そして、後藤道夫の潜水の師匠である菅原久一氏は、東亜潜水機での僕の前任なのだが、東亞潜水機に1953年当時在籍していた。そして、P型、ポータブル型という酸素循環、リブリーザを作っている。これも山下弥総左衛門氏の潜水読本に、これはずいぶん詳しく掲載されている。これも、今から見れば、これで潜水して生き残れるとはおもえないのだが、とにかく1953年当時、菅原さんはこの潜水機を東亜で作りテストしていた。 1954年 洞爺丸が海難事故を起こし、その捜索に菅原さんが行っている。菅原さんは東亞潜水機にいて、そのときの荷造りをした人から僕は話を聞いている。P型を荷造りしたらしい。しかし、菅原さんの潜水研究所に残っていた洞爺丸の写真では、菅原さんはアクアラングのタンクを背負っている。
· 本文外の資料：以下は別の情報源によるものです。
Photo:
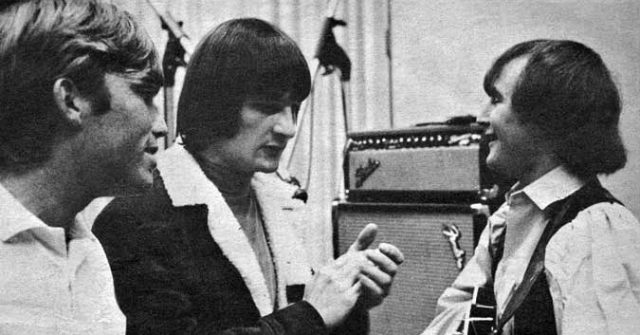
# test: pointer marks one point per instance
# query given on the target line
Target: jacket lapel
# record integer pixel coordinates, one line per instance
(282, 215)
(187, 185)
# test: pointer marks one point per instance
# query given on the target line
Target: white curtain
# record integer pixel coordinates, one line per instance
(364, 40)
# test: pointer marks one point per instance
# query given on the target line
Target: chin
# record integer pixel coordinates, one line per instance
(268, 167)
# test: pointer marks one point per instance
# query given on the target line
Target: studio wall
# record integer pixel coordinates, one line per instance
(441, 50)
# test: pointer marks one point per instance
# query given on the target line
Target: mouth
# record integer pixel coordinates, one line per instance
(151, 150)
(274, 147)
(490, 136)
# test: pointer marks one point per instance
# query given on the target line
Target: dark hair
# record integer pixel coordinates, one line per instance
(566, 92)
(239, 60)
(42, 41)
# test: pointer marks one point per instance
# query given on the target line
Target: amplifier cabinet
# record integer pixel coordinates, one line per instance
(429, 235)
(437, 163)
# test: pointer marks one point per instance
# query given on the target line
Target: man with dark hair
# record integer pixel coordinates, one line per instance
(217, 246)
(77, 122)
(562, 255)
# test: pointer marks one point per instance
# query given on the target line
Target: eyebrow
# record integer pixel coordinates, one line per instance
(146, 82)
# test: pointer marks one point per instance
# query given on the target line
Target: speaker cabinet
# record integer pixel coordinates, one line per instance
(429, 235)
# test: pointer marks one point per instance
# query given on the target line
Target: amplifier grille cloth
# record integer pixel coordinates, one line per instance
(429, 267)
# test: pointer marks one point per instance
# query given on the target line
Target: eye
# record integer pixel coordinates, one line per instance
(146, 92)
(495, 99)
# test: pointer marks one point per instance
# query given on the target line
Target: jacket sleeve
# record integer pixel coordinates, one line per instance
(156, 295)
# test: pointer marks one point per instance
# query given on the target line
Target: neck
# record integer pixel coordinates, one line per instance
(543, 165)
(229, 180)
(49, 193)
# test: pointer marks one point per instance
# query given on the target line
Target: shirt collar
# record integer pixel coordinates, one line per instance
(555, 185)
(16, 219)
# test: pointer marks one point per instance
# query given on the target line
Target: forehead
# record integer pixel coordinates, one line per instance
(510, 75)
(151, 77)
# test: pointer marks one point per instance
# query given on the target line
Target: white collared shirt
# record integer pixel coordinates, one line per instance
(592, 263)
(49, 286)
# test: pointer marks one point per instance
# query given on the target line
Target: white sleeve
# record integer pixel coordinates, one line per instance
(594, 267)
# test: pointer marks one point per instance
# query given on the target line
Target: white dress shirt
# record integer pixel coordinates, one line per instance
(592, 263)
(49, 285)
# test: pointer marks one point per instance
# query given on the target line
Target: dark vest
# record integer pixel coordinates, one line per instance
(535, 315)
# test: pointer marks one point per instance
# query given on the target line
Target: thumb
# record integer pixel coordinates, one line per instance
(366, 236)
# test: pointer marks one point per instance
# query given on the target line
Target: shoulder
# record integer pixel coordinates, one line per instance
(129, 212)
(601, 236)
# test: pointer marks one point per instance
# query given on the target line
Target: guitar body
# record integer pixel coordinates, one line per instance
(480, 317)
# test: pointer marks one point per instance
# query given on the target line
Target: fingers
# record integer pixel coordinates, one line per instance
(381, 261)
(371, 287)
(392, 252)
(366, 236)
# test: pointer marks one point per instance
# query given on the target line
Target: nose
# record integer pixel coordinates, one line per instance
(485, 114)
(285, 124)
(159, 126)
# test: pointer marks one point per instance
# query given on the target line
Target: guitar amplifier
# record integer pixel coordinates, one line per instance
(436, 239)
(435, 163)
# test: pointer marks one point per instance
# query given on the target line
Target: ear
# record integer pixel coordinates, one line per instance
(70, 103)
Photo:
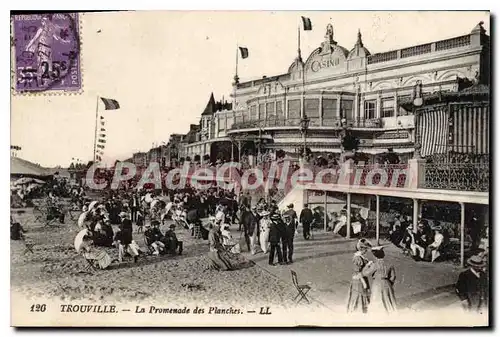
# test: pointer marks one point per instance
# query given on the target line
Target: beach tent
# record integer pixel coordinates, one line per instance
(23, 168)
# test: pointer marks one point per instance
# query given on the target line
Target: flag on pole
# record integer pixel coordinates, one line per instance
(244, 52)
(110, 104)
(307, 23)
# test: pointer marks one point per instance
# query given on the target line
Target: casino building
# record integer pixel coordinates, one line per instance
(340, 86)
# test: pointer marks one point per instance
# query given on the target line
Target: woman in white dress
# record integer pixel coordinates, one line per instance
(265, 225)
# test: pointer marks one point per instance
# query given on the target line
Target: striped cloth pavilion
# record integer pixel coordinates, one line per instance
(433, 129)
(469, 129)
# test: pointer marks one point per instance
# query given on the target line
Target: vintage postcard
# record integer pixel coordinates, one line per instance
(250, 169)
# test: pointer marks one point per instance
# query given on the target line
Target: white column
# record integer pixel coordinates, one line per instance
(377, 218)
(326, 213)
(415, 215)
(379, 106)
(348, 236)
(462, 234)
(321, 110)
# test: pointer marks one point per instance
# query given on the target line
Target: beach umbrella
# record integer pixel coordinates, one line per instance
(93, 204)
(320, 209)
(23, 181)
(79, 239)
(82, 218)
(154, 203)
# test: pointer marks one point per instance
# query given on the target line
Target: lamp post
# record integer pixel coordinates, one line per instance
(304, 125)
(418, 101)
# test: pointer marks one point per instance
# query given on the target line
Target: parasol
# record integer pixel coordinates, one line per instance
(154, 203)
(23, 181)
(82, 218)
(79, 242)
(148, 198)
(93, 204)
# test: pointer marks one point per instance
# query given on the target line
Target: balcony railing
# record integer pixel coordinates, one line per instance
(295, 122)
(462, 176)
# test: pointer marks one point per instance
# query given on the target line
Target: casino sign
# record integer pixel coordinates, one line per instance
(329, 57)
(317, 65)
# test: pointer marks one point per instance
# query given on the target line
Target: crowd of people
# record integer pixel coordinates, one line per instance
(263, 229)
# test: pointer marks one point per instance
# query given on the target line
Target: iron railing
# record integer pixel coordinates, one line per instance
(335, 122)
(457, 176)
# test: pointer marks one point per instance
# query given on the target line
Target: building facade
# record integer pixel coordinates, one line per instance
(337, 89)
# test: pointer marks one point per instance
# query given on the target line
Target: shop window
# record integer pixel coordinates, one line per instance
(312, 107)
(294, 109)
(262, 112)
(346, 108)
(370, 109)
(329, 108)
(387, 107)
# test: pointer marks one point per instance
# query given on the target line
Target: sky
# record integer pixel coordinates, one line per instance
(161, 66)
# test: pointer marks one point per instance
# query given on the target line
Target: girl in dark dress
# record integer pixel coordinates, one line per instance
(359, 296)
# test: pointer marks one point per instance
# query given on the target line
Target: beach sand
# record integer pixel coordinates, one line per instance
(55, 270)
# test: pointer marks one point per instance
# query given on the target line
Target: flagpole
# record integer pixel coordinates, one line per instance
(298, 33)
(236, 74)
(95, 130)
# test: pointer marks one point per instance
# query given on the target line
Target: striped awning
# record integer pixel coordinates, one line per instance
(433, 130)
(469, 130)
(373, 151)
(407, 150)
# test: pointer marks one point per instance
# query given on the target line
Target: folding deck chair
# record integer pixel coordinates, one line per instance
(301, 289)
(28, 246)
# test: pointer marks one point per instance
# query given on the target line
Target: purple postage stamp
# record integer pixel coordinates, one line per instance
(46, 52)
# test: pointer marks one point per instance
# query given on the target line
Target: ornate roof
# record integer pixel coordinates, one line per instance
(210, 108)
(359, 49)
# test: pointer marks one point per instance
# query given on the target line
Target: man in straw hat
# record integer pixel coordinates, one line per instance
(288, 236)
(174, 246)
(306, 218)
(432, 251)
(154, 237)
(472, 285)
(276, 234)
(264, 228)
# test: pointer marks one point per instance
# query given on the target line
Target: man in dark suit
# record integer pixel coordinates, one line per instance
(249, 223)
(276, 232)
(291, 212)
(306, 217)
(133, 203)
(287, 239)
(472, 285)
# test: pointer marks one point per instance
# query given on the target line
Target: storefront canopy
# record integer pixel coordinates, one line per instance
(20, 167)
P型はどうなったのだろうか。 1954年に東亞潜水機には、アクアラングもコンプレッサーも、P型潜水機もあった。1953年にディーツ博士が初めて紹介したのでは、間に合わない。 1950年、大同物産の渋谷氏はフランスからタンクとレギュレーターを輸入し、そのころのタンクが船の科学館にあった?多分、このタンクを持っていたのは菅原久一さんか? 船の科学館のコレクションは、潜水指導団体ADSの創始者であり、1967年の日本潜水会創立研修会に参加し、中部日本潜水連盟を作った望月昇さんのコレクションである。その望月さんと、僕、菅原さん亡き後の潜水研究所を後継していた山本さん、日本アクアラング社長だった上島さん、4人で宴席を持ったことがあった。その時、大串式の話がでた。 多分、望月さんはそのあたりで、潜水研究所から、大串式その他を譲り受ける話をまとめていたのではないかと想像する。
今度船の科学館のコレクションを見て、大串式のネームプレートに、「菅原久一氏寄贈」とある。望月さんは、預かっていたのだった。それとタンクが一緒になっていたとすれば、タンクも菅原氏のものだったのではないだろうか。さらに調べてみよう。